AMBER Alerts are serious. On August 6 authorities in San Diego issued an alert for two children they believe were kidnapped by a neighbor who may have killed their mother. For many in the area (who did not have their phones on vibrate) it was the first time they heard an AMBER Alert on their cell phone and it left them not just confused and startled but eager to turn off the AMBER Alert notifications stat.
Government Alerts Gone Mobile
It’s been going on for months now. Cell phone users across the US have been abruptly awakened by their device blaring in the middle of the night. It doesn’t sound like your typical alarm going off, or a text message or phone call. This sound is much more unpleasant. Here, take a listen, but remember as awful as it may be to hear, it is the sound of a child missing and possibly in danger in your area.
Some Background on AMBER Alerts
AMBER Alerts went mobile on December 31, 2012 as a part of the Wireless Emergency Alerts (WEA) Program also known as the Commercial Mobile Alert System. The program is overseen by FEMA and the FCC and it’s responsible for sending capable device carriers federal, state and local alerts of imminent threats to safety or in an emergency situation.
Most mobile phone carriers, AT&T, Sprint, Verizon and T-Mobile, participate in the program. It uses technology to make sure the alerts are delivered to cell phones in a specific area. For example, even though I live in Texas, but have a Florida phone number I received an AMBER alert about a missing child in New York City because I happened to be in NYC when the AMBER Alert was issued by local law enforcement.
Why MY Phone?
According to the Cellular Telecommunications & Internet Association (CTIA) “the first three hours after an abduction are the most critical in recovery efforts” and being able to quickly engage the public about a situation where a child is missing could help law enforcement “bring that child home safely.”
That’s because more than half of all Americans own a cell phone. It speaks volumes about how far we’ve come when it comes to technology, and how helpful it can be in some situations when the public is truly needed.

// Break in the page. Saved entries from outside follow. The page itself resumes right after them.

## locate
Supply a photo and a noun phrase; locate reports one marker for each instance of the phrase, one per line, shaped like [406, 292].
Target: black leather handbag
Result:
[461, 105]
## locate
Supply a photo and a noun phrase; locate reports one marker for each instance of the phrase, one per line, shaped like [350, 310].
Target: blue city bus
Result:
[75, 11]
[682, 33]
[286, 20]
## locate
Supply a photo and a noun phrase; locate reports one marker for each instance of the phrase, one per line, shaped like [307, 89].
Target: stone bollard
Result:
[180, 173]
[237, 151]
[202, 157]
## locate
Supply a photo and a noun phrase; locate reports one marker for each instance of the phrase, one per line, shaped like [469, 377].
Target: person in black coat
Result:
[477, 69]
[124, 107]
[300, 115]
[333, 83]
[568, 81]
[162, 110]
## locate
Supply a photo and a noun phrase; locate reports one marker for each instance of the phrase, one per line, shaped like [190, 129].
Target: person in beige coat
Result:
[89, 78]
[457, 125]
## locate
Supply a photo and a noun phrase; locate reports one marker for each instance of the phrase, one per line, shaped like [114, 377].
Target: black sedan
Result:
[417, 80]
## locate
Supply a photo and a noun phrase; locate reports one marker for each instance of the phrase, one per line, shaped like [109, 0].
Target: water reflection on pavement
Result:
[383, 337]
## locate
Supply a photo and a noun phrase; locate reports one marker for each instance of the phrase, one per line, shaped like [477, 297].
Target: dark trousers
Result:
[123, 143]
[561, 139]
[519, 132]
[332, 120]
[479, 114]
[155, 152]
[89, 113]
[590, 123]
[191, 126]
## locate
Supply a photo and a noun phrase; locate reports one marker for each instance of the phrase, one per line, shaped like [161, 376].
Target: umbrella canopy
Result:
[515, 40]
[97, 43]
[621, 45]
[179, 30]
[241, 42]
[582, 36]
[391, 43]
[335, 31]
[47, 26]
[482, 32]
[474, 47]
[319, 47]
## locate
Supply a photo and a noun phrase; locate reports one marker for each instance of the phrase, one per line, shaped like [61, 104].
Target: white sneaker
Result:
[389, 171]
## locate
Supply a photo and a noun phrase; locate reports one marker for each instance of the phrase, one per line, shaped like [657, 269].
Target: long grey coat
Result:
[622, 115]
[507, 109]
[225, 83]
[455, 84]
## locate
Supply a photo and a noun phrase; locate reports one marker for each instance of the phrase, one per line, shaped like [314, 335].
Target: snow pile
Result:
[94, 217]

Unfortunately since most people were not informed by their carrier about the new WEA program it’s no surprise many were downright annoyed and scared by the noise coming from their phones while they slept. Here’s what some of them posted on twitter.
That iPhone amber alert was annoying as hell.
— Jordan Grant (@Jordan_Grant702) August 8, 2013
If i had that amber alert sound as my alarm clock i’d wake up with no hesitation
— Chris Simmons (@chriSimmons) August 6, 2013
Not gonna lie the ring of the amber alert scared me half to death
— Teala Dunn (@TTLYTEALA) August 6, 2013
You Can Opt-out
Cell Phone users do have an option to opt out of the WEA program. How to do it varies from carrier to carrier and it’s different on every device. It’s simple to turn off on the iPhone.
Go to Settings àNotifications, then scroll to the bottom of the page and TA-DA.
But before you turn the alerts off (and there’s no way to turn off Presidential Alerts) think about this, only about 100 AMBER Alerts have gone out on phones since the program was implemented. According to the National Center for Missing & Exploited Children they’ve already led to two children being recovered. One was in Minnesota when a teenager spotted the car of the person who had taken an 8-month old baby. The second was in Ohio when a group of people driving spotted the car described on their text alert and trailed it. It turns out it was the same van that had abducted an 8-year-old child.
Since implemented AMBER Alerts have helped recover close to 650 children who were abducted. If we have the chance to help someone just because we have a cellphone why would we opt-out of that?